Among the comfort requirements imposed on modern motor vehicles is noise and vibration damping, which includes the reduction, damping, or prevention of the introduction of vibrations which emanate, for example, from an internal combustion engine used as the power plant. For this purpose, engine mountings are designed to have specific damping properties to provide optimum damping of at least vibrations which occur at certain frequencies and amplitudes during regular engine operation. However, engine mountings designed in this manner are usually unable to damp vibrations which occur at substantially deviant frequencies and amplitudes, which may be the case, for example, when starting up and/or shutting down an internal combustion engine. Particularly great deviations from the normal operation of an internal combustion engine result when vibrations occur while starting up or shutting down internal combustion engines having direct start mechanisms, as is explained briefly below.

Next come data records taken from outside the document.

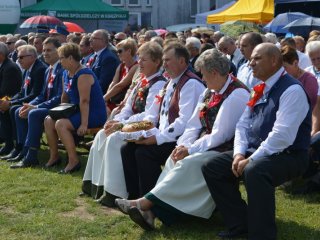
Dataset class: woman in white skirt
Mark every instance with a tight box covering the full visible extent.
[116,49,249,230]
[82,42,166,202]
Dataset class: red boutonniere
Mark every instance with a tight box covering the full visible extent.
[156,89,166,104]
[24,77,31,87]
[199,94,222,118]
[48,75,55,88]
[138,78,149,101]
[67,79,72,92]
[208,94,222,108]
[86,58,93,68]
[162,72,170,79]
[247,83,266,107]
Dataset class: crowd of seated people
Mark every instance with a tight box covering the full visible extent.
[0,25,320,239]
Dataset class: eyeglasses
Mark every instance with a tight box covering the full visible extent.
[117,48,124,54]
[89,37,102,41]
[18,55,32,60]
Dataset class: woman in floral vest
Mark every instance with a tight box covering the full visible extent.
[82,42,165,203]
[116,49,249,230]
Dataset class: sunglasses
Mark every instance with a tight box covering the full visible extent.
[18,55,32,60]
[117,48,124,54]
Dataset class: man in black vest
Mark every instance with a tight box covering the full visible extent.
[121,43,205,199]
[0,42,22,155]
[202,43,311,240]
[0,45,46,159]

Different methods are used for starting up an internal combustion engine without a starter or using only minimal starter support. These methods are usually referred to as direct start or starter-supported direct start. One of these methods involves a conventional direct start using an upstream reverse rotation phase, the so-called extended direct start (described in German Patent Application No. DE 199 55 857 A1). Common to all direct start variants is the fact that the charge in the cylinders has a low air mass and a somewhat high residual exhaust gas concentration at high engine temperatures. This is additionally supported by actively closing the engine throttle valve while the internal combustion engine is coasting to avoid too strong engine vibrations, since a negative pressure ratio prevails from the exhaust valves to the intake valves during the valve overlap phase, which causes a greater amount of residual exhaust gas to flow from the exhaust manifold, for example, to the intake manifold. This process may be counteracted by using a method for the selective coasting control of an internal combustion engine, in which actively opening the throttle valve while the engine is coasting minimizes the influence of the residual exhaust gas. An electrical compressor may also be used to selectively flush the residual exhaust gas out of the cylinders with the aid of overpressure. By opening the throttle valve or flushing with the aid of overpressure, however, engine vibrations are substantially increased again by the greater piston compression during the coasting phase of the internal combustion engine. These vibrations are transmitted via conventional engine mountings to the passenger compartment, which may be unacceptable to both the manufacturer and the end customer. Even if the internal combustion engine is started up following a shutdown of the internal combustion engine controlled in this manner, e.g., in start-stop mode, using one of the aforementioned direct-start variants, the internal combustion engine begins strongly vibrating to a certain extent, since the combustion operations in the two cylinders fired first each represent a full-load combustion, in contrast to a conventional starter-controlled start, and the pistons in the internal combustion engine are greatly accelerated thereby. These vibrations are extremely pronounced, in particular in the case of extended direct start having an upstream reverse rotation phase.
Attempts have been made to weaken these vibrations, in part, by retarding the ignition angle. However, the disadvantage of this method is the fact that a required starting time is frequently unreachable thereby, since the center of mass position of the combustion operations is selectively impaired. Therefore, a conflicting goal exists between the fastest possible direct startup and a preferably low-vibration direct start, which must be taken into account when selecting the preferred direct start method.